RECOVER researchers are studying the cells inside the nose that enable smell to understand why some people with COVID-19 experience a loss of their sense of smell, known as hyposmia. They examined 24 biopsies from 9 PASC patients with long-term smell loss after contracting COVID-19. Biopsies from people with their sense of smell intact served as a comparison. In participants with PASC, there was no trace of SARS-CoV-2 virus or its genetic material in olfactory epithelium. However, the cells supporting the protective barrier in the nose, known as sustentacular cells, showed signs of reacting to ongoing inflammation. This reaction was also linked to a decrease in the number of olfactory sensory nerve cells (neurons).
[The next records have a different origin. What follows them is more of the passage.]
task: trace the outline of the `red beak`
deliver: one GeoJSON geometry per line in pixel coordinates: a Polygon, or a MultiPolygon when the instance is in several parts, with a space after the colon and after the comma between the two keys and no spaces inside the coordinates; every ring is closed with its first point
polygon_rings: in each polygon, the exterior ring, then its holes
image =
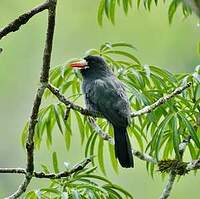
{"type": "Polygon", "coordinates": [[[72,68],[79,68],[79,69],[84,69],[86,67],[88,67],[88,63],[86,60],[81,60],[78,62],[72,62],[69,64],[72,68]]]}

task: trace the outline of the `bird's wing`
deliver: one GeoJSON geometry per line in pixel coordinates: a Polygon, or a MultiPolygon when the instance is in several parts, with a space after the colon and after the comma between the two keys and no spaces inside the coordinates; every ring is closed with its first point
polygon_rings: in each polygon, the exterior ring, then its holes
{"type": "Polygon", "coordinates": [[[97,79],[85,93],[87,103],[101,112],[113,125],[127,126],[130,107],[124,88],[119,81],[97,79]]]}

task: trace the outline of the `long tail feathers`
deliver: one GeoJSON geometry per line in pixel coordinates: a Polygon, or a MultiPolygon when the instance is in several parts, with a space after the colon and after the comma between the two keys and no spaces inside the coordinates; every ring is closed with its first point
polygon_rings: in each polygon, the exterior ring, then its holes
{"type": "Polygon", "coordinates": [[[124,127],[114,126],[115,156],[122,167],[134,167],[130,140],[124,127]]]}

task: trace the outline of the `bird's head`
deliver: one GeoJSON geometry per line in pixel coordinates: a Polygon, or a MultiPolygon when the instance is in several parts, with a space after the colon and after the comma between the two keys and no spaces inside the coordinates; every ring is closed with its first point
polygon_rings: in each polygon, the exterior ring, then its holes
{"type": "Polygon", "coordinates": [[[81,61],[72,62],[71,67],[80,69],[83,76],[96,74],[100,75],[106,71],[109,71],[105,60],[100,56],[88,55],[84,57],[81,61]]]}

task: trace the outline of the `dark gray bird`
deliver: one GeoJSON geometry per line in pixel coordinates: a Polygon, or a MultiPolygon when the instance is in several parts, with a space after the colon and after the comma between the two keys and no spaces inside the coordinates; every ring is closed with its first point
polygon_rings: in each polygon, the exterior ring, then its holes
{"type": "Polygon", "coordinates": [[[116,158],[122,167],[133,167],[133,155],[127,134],[131,111],[123,85],[100,56],[89,55],[71,66],[79,68],[83,76],[82,89],[86,107],[103,114],[114,128],[116,158]]]}

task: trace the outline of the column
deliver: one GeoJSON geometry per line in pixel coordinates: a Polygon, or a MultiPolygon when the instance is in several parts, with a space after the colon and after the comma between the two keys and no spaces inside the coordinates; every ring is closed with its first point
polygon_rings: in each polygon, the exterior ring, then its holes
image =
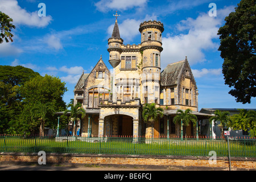
{"type": "Polygon", "coordinates": [[[139,135],[139,119],[133,119],[133,142],[138,142],[139,135]]]}
{"type": "Polygon", "coordinates": [[[110,135],[110,119],[109,117],[108,117],[105,119],[106,120],[106,135],[110,135]]]}
{"type": "Polygon", "coordinates": [[[98,136],[104,136],[104,119],[98,119],[98,136]]]}

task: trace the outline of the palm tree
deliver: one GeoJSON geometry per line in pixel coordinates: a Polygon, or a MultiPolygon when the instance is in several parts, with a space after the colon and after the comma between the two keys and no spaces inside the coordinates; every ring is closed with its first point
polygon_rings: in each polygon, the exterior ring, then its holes
{"type": "MultiPolygon", "coordinates": [[[[178,109],[176,113],[176,115],[174,118],[174,123],[176,124],[177,122],[181,123],[182,121],[183,125],[188,126],[189,126],[190,122],[192,122],[194,126],[196,125],[197,122],[197,117],[196,115],[191,114],[191,113],[192,110],[190,109],[187,109],[185,111],[181,109],[178,109]]],[[[186,127],[184,128],[184,134],[186,135],[186,127]]]]}
{"type": "Polygon", "coordinates": [[[31,109],[31,112],[34,113],[34,117],[40,121],[40,136],[44,135],[44,124],[46,123],[48,114],[53,114],[55,110],[53,109],[52,104],[49,102],[43,104],[38,102],[31,109]]]}
{"type": "Polygon", "coordinates": [[[12,28],[15,28],[15,26],[10,23],[12,22],[13,22],[13,19],[0,11],[0,44],[3,42],[3,39],[5,39],[7,43],[9,42],[8,38],[13,42],[12,39],[13,35],[11,31],[12,28]]]}
{"type": "Polygon", "coordinates": [[[154,137],[154,123],[158,116],[160,116],[161,118],[163,117],[163,109],[160,107],[156,108],[155,107],[155,103],[152,103],[151,105],[146,104],[145,106],[143,108],[142,117],[146,123],[151,124],[151,133],[152,138],[154,137]]]}
{"type": "Polygon", "coordinates": [[[64,114],[67,114],[68,112],[71,113],[71,118],[73,119],[73,136],[76,135],[76,128],[77,123],[76,123],[76,121],[78,119],[83,119],[85,117],[86,111],[82,107],[82,104],[78,102],[76,105],[74,105],[74,100],[71,99],[71,102],[68,105],[67,108],[71,108],[71,109],[67,109],[64,114]]]}
{"type": "Polygon", "coordinates": [[[229,111],[221,111],[219,110],[216,110],[214,112],[214,115],[211,117],[209,119],[209,121],[210,124],[212,123],[212,121],[214,122],[214,124],[216,123],[216,121],[219,121],[221,122],[218,126],[221,129],[221,136],[222,138],[224,138],[224,131],[223,131],[223,128],[227,126],[230,121],[229,115],[230,113],[229,111]]]}

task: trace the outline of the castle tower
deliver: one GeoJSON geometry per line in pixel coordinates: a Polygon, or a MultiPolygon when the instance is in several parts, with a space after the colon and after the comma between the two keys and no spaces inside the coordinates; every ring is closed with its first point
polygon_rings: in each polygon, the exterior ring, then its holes
{"type": "Polygon", "coordinates": [[[108,51],[109,52],[109,63],[113,67],[113,83],[112,85],[111,92],[112,93],[112,100],[114,102],[117,101],[117,92],[115,92],[115,68],[121,63],[121,56],[122,50],[121,45],[123,43],[123,40],[120,38],[120,32],[119,31],[118,24],[117,23],[117,17],[120,16],[117,14],[117,11],[115,15],[115,23],[113,31],[112,36],[109,39],[109,48],[108,51]]]}
{"type": "Polygon", "coordinates": [[[121,62],[120,55],[122,53],[121,45],[123,40],[120,38],[118,24],[117,23],[117,15],[113,31],[112,36],[109,39],[109,63],[115,68],[121,62]]]}
{"type": "Polygon", "coordinates": [[[159,104],[160,82],[160,53],[162,34],[164,31],[160,22],[149,20],[142,23],[139,29],[141,33],[142,53],[142,85],[143,103],[159,104]]]}

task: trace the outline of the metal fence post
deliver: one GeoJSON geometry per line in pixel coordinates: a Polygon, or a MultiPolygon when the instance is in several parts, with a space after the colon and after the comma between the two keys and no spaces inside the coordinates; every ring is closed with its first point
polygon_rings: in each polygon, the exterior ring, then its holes
{"type": "Polygon", "coordinates": [[[36,146],[36,136],[35,136],[35,147],[34,148],[34,152],[35,153],[35,148],[36,146]]]}

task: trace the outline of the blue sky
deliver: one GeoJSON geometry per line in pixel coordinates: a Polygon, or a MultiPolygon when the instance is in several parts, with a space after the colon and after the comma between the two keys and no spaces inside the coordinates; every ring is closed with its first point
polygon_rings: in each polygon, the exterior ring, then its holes
{"type": "Polygon", "coordinates": [[[230,0],[0,0],[0,11],[14,19],[14,42],[0,44],[0,64],[21,65],[41,75],[57,76],[66,82],[64,97],[68,103],[84,70],[89,73],[101,55],[109,69],[108,39],[118,11],[124,44],[139,44],[139,24],[156,20],[164,25],[162,68],[184,60],[192,69],[199,90],[199,107],[256,108],[237,103],[228,94],[218,51],[218,28],[240,1],[230,0]],[[46,6],[46,16],[39,17],[40,3],[46,6]],[[210,3],[217,5],[217,16],[210,16],[210,3]]]}

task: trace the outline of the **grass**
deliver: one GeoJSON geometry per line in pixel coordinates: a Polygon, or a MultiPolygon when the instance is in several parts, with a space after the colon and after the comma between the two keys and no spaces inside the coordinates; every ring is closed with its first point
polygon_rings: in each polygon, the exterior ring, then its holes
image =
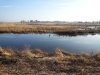
{"type": "Polygon", "coordinates": [[[100,75],[100,53],[73,54],[56,49],[52,54],[27,48],[16,52],[0,48],[0,75],[100,75]]]}
{"type": "Polygon", "coordinates": [[[2,23],[0,24],[0,33],[56,33],[59,35],[66,34],[87,34],[100,33],[100,29],[91,29],[87,26],[80,25],[29,25],[20,23],[2,23]]]}

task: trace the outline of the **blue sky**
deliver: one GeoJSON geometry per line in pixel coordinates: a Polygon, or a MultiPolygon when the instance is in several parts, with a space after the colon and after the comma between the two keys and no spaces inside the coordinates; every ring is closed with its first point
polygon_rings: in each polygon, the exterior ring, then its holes
{"type": "Polygon", "coordinates": [[[0,21],[99,21],[100,0],[0,0],[0,21]]]}

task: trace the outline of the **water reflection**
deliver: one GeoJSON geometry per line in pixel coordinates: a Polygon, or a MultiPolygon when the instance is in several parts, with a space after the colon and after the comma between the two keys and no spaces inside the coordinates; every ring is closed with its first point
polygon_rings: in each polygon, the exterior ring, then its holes
{"type": "Polygon", "coordinates": [[[100,35],[60,36],[58,34],[0,34],[0,46],[23,48],[31,46],[51,52],[55,48],[66,51],[100,52],[100,35]]]}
These findings suggest that inflammation (mediated by T-cells) continues in the olfactory epithelium even after the virus has been eliminated from the tissue. This is a potential explanation for the persistent loss of smell experienced by some people living with Long COVID. View the study.
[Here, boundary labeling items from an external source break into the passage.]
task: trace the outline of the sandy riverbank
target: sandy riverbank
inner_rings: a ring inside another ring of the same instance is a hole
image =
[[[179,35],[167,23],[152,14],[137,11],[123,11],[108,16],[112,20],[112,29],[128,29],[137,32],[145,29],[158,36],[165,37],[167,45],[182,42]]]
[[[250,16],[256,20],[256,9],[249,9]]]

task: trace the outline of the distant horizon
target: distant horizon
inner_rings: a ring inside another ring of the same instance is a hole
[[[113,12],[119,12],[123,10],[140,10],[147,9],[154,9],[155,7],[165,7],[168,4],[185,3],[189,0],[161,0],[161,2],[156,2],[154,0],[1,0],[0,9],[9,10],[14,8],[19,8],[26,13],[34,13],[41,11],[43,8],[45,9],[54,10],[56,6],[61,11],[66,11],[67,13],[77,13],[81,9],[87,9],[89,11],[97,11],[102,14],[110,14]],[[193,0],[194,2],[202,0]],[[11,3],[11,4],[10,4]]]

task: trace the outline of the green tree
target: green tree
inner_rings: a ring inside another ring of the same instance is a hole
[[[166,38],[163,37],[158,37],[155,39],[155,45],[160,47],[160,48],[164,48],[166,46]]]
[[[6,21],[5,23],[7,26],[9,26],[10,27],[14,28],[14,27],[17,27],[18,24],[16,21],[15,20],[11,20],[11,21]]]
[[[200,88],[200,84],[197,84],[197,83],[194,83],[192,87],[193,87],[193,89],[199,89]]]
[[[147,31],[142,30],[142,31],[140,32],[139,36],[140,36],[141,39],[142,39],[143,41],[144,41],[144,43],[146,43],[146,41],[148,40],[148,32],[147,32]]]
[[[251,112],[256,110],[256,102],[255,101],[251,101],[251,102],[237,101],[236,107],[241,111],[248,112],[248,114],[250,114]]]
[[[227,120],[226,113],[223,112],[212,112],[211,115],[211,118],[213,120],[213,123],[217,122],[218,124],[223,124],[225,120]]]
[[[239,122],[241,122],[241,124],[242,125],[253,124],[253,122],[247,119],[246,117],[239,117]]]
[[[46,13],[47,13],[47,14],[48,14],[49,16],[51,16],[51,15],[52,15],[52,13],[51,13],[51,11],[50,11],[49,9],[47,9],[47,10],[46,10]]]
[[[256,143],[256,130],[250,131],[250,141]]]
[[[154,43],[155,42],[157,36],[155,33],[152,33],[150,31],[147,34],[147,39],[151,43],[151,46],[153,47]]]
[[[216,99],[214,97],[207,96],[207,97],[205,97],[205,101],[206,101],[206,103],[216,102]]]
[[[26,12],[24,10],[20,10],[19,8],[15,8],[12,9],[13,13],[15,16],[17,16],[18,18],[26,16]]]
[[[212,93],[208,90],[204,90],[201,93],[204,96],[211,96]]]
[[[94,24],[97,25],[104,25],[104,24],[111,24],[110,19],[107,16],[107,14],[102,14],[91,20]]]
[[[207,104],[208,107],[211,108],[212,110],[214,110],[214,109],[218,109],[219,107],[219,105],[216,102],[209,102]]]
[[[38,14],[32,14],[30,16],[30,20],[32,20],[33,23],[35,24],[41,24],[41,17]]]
Inflammation caused by infections can have a lasting impact on certain types of cells in the human body, including those related to the immune system. In one study, researchers sought to uncover how inflammation could impact a specific cell type—hematopoietic stem and progenitor cells (HSPC)—which are crucial for the formation of blood and immune cells. Researchers found that the cells of individuals who had a serious case of COVID-19 could retain changes for several months to a year after infection. They saw changes in both the physical traits of the cells and their genetic programming. They also linked these changes to proteins that control gene expression, changes in the regulation of inflammatory processes, and a lasting increase in the production of certain immune cells. Importantly, the observed changes in HSPC were passed to their “offspring” as they developed into mature immune cells. Finally, researchers found that a molecule called IL-6 played a role in maintaining these lasting effects in human COVID-19 patients as well as the study model for SARS-CoV-2 infection performed in mice. Overall, researchers suggest changes to HSPC at the genetic level could be responsible for changes in the immune system after infection, especially in people who experienced severe COVID-19. View the study.
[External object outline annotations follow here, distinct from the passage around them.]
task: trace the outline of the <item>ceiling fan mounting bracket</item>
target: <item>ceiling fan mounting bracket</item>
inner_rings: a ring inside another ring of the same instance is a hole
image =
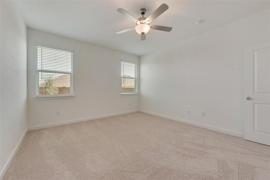
[[[146,12],[146,9],[144,8],[142,8],[140,10],[140,12],[141,13],[141,14],[143,16],[142,17],[143,17],[143,16],[145,14],[145,12]]]

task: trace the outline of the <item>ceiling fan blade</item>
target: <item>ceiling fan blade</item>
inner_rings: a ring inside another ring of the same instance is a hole
[[[140,22],[139,20],[135,18],[133,16],[124,10],[123,9],[121,9],[121,8],[118,9],[117,9],[117,11],[135,22]]]
[[[146,34],[141,34],[141,40],[144,40],[146,39]]]
[[[123,29],[123,30],[121,30],[121,31],[117,31],[117,32],[116,32],[115,33],[116,34],[120,34],[121,33],[123,33],[123,32],[127,32],[127,31],[130,31],[130,30],[134,29],[135,28],[135,27],[132,27],[132,28],[128,28],[127,29]]]
[[[160,14],[166,11],[168,9],[169,9],[169,6],[168,6],[168,5],[165,4],[163,4],[145,20],[145,22],[146,23],[151,22],[159,16]],[[148,21],[148,22],[147,22]]]
[[[166,31],[167,32],[170,32],[172,29],[172,28],[171,27],[164,26],[158,26],[158,25],[150,25],[150,27],[151,27],[152,29],[153,29]]]

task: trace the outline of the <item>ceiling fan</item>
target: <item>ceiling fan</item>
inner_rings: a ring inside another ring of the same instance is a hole
[[[168,9],[169,6],[168,5],[165,4],[163,4],[148,17],[146,18],[143,16],[146,12],[146,9],[144,8],[142,8],[140,10],[140,12],[141,14],[142,15],[142,17],[138,19],[123,9],[117,9],[118,12],[135,22],[136,23],[136,26],[117,31],[116,33],[118,34],[120,34],[135,29],[137,32],[141,34],[141,40],[144,40],[146,39],[146,34],[151,29],[170,32],[172,29],[172,28],[150,24],[151,22]]]

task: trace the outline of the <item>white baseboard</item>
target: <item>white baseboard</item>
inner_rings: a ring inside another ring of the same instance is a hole
[[[15,156],[15,154],[16,154],[16,153],[17,152],[17,151],[18,151],[18,150],[19,149],[19,148],[20,147],[20,146],[22,143],[22,140],[23,140],[23,139],[24,138],[25,135],[26,134],[26,133],[27,133],[28,131],[28,130],[27,128],[25,130],[25,131],[23,133],[23,134],[21,137],[21,139],[20,139],[20,140],[19,141],[19,142],[18,142],[17,146],[16,146],[16,147],[15,147],[15,148],[13,150],[13,151],[10,155],[10,156],[8,160],[7,163],[6,163],[6,164],[4,166],[3,170],[2,170],[2,172],[1,172],[1,173],[0,174],[0,180],[2,180],[2,179],[3,179],[3,178],[4,177],[5,174],[6,173],[6,172],[7,172],[7,170],[8,170],[8,167],[9,167],[10,164],[11,163],[11,162],[13,160],[13,158],[14,158],[14,156]]]
[[[75,119],[75,120],[70,120],[70,121],[63,121],[62,122],[56,122],[55,123],[52,123],[51,124],[47,124],[43,125],[40,125],[39,126],[32,126],[32,127],[28,127],[28,130],[32,130],[39,129],[43,129],[43,128],[50,128],[50,127],[53,127],[53,126],[61,126],[61,125],[67,124],[72,124],[76,122],[79,122],[86,121],[89,121],[89,120],[93,120],[93,119],[99,119],[99,118],[106,118],[107,117],[113,116],[117,116],[118,115],[121,115],[121,114],[124,114],[131,113],[131,112],[138,112],[138,111],[139,110],[138,110],[129,111],[125,111],[124,112],[117,112],[117,113],[113,113],[113,114],[106,114],[106,115],[103,115],[102,116],[94,116],[90,118],[83,118],[83,119]]]
[[[209,125],[206,125],[205,124],[198,123],[197,122],[192,122],[192,121],[187,121],[187,120],[184,120],[184,119],[179,119],[179,118],[177,118],[167,116],[163,115],[163,114],[158,114],[155,112],[150,112],[150,111],[145,111],[144,110],[139,110],[139,111],[140,112],[144,112],[145,113],[147,113],[147,114],[151,114],[152,115],[156,116],[157,116],[162,117],[162,118],[166,118],[167,119],[171,119],[172,120],[177,121],[179,121],[179,122],[184,122],[184,123],[191,124],[192,125],[194,125],[194,126],[199,126],[202,128],[203,128],[206,129],[208,129],[215,130],[216,131],[220,132],[221,133],[224,133],[228,134],[230,134],[231,135],[235,136],[237,136],[238,137],[240,137],[244,138],[244,134],[242,133],[241,133],[236,132],[235,131],[230,130],[228,130],[227,129],[222,129],[221,128],[219,128],[214,127],[214,126],[209,126]]]

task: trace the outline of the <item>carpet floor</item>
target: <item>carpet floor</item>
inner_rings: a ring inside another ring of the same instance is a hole
[[[136,112],[28,132],[3,179],[270,179],[270,146]]]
At this time, the only known way to prevent Long COVID is to avoid getting COVID-19. The observational cohort studies and the RECOVER Pathobiology Research Program are investigating potential mechanisms for how some people may be protected from Long COVID or some of its symptoms.

RECOVER researchers are making progress toward understanding why some people develop Long COVID and how these long-term symptoms affect one’s health. Based on what the researchers have learned so far, RECOVER has launched clinical trials to test different interventions for Long COVID. Two RECOVER clinical trials have launched, with three more planned: RECOVER NEURO and RECOVER VITAL. RECOVER NEURO focuses on treatments for cognitive symptoms associated with Long COVID. Learn more about RECOVER-NEURO. RECOVER VITAL (viral persistence and reactivation, and immune dysregulation) focuses on treating viral persistence—which is when the SARS-CoV-2 virus stays in the body and damages organs or the immune system. Viral persistence or reactivation are possible explanations for what causes Long COVID symptoms. This trial focuses on treatments to stop the virus from causing continued damage and to resolve symptoms caused by the virus. Learn more about RECOVER-VITAL. RECOVER researchers are also planning to launch three additional clinical trials. Learn more about RECOVER Clinical Trials.

Multisystem Inflammatory Syndrome in Children (MIS-C) is a type of Long COVID that may develop in children and young adults. In a small study with seven outpatient children diagnosed with MIS-C, outpatient treatment alone was sufficient, and they did not need hospitalization. View the study.